In summary, cartilage is proving to be a very effective material for the reconstruction of the TM in cases of advanced middle ear pathology. It is it particularly useful for the management of the atelectatic ear, cholesteatoma, and the high-risk perforation (wet, recurrent, large, and/or anterior). Functional results in each pathological group in our series were good, with a statistically significant improvement in hearing appreciated in each.
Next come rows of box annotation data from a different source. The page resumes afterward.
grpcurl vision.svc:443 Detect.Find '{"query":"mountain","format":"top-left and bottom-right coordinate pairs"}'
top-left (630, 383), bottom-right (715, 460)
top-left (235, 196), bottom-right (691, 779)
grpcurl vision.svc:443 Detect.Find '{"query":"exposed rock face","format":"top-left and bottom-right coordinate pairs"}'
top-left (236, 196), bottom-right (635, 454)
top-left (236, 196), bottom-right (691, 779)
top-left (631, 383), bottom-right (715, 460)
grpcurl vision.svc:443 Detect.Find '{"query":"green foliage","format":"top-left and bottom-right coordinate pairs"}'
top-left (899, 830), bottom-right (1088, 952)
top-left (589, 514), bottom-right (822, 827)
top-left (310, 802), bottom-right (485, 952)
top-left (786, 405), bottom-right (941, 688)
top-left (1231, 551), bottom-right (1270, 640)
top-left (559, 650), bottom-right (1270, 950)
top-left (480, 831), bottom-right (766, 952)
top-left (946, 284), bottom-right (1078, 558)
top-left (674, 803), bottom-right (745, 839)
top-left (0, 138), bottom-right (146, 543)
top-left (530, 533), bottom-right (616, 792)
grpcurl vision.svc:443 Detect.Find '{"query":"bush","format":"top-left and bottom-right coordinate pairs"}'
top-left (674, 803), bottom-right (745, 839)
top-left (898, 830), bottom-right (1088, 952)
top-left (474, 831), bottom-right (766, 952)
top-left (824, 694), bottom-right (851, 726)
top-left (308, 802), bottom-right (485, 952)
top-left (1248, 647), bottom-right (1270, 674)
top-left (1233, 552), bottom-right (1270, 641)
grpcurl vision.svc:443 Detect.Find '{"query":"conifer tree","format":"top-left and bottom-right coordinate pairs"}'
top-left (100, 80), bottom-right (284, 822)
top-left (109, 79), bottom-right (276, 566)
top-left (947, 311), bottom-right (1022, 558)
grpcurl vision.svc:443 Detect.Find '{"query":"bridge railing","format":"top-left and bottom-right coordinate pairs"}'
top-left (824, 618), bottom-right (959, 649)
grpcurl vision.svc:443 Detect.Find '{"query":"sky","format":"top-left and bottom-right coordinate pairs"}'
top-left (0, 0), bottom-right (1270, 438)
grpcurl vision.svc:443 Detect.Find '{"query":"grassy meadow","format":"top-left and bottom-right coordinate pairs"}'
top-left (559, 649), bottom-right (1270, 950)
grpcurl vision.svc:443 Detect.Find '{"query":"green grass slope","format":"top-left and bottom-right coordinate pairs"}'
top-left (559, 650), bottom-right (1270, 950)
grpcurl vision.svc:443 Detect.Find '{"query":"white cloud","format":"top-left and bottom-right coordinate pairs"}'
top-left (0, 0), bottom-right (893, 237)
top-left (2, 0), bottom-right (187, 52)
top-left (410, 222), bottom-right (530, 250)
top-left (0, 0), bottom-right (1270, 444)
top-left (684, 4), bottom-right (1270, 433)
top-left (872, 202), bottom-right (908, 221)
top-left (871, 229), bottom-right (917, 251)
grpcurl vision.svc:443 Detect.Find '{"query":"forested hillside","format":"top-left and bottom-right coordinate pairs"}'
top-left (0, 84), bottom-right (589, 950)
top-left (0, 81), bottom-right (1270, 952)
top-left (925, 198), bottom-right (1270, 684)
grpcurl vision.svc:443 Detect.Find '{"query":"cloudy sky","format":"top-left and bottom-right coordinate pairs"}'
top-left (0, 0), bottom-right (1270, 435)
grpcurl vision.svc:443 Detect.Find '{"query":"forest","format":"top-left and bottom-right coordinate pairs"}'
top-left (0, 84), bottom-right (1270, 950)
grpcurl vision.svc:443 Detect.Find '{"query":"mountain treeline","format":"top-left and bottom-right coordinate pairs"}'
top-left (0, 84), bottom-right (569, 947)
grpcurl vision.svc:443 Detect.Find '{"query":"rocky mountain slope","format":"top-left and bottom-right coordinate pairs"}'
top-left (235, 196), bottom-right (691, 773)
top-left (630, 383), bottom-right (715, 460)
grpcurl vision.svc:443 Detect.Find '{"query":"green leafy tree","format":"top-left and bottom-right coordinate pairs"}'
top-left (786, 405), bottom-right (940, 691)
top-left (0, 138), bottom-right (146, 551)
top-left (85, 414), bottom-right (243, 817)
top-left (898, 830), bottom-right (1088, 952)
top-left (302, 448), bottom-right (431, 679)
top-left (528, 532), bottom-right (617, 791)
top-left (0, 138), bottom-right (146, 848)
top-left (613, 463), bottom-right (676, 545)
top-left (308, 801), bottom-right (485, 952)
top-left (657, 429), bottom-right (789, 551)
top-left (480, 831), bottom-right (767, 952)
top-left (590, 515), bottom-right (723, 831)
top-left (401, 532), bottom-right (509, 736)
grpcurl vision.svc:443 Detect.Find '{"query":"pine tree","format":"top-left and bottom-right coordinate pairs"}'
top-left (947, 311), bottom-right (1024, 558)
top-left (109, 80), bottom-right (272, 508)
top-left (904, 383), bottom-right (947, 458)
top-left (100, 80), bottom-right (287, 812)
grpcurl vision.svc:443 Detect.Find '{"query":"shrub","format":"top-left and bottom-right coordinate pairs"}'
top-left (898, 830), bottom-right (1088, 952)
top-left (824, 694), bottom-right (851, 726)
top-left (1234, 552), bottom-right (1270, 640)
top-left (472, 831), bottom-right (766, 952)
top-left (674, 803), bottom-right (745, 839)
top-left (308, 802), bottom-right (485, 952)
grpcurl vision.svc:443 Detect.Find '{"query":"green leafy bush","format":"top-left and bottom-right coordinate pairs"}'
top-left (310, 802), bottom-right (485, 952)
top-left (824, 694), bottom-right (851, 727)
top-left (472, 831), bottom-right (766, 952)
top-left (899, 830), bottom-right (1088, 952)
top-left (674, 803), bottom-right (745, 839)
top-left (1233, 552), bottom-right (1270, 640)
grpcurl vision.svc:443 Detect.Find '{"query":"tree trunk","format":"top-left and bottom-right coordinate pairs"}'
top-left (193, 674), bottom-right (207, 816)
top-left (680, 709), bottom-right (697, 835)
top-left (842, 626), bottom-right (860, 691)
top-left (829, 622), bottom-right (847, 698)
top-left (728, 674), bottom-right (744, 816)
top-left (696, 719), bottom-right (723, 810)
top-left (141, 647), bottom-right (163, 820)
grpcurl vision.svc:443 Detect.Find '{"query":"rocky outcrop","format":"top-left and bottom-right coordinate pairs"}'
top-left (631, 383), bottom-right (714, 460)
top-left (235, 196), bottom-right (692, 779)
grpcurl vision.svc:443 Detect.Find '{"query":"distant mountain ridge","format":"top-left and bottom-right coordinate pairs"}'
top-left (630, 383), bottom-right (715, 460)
Both the palisade and perichondrium/cartilage island flap are utilized depending on the pathological condition of the middle ear and status of the ossicular chain. The palisade technique is preferred in cases of cholesteatoma and when ossicular reconstruction is needed in the malleus-present situation. The island flap is preferred in the management of the atelectatic ear, the high-risk perforation, and when ossicular reconstruction is performed in the malleus-absent situation. Suitable cartilage can be harvested from both the cymba area of the concha and the tragus, depending on the surgical approach and technique used. Tragal cartilage is preferred for the island flap while cymba cartilage is more suitable for the palisade technique. Thinning the cartilage is not needed for good functional outcome. While the need for postoperative tube insertion is relatively rare, it can prove to be difficult when the entire TM is reconstructed with cartilage, emphasizing the need to optimize tubal function and continue research to better predict outcome based on preoperative parameters.
Results in our patient series indicate that these cartilage tympanoplasty techniques achieve good anatomical and audiologic results when pathology and status of the ossicular chain dictate the specific technique utilized. A statistically significant improvement in hearing was realized in each pathological group. We believe the indications for cartilage tympanoplasty have been validated by these results. In the atelectatic ear, cartilage allowed us to reconstruct the TM with good anatomic results compared to traditional reconstructions, which have shown high rates of retraction and failure. In cases of cholesteatoma, cartilage tympanoplasty using the palisade technique resulted in precise reconstruction of the TM and helped reduce rates of recurrence. Finally, in the high-risk perforation, reconstruction with cartilage yielded anatomical and functional results that compare favorably to primary tympanoplasty using traditional techniques.
It should be noted, however, that the results of this study represent relatively short-term follow-up, and only the test of time will substantiate these preliminary findings.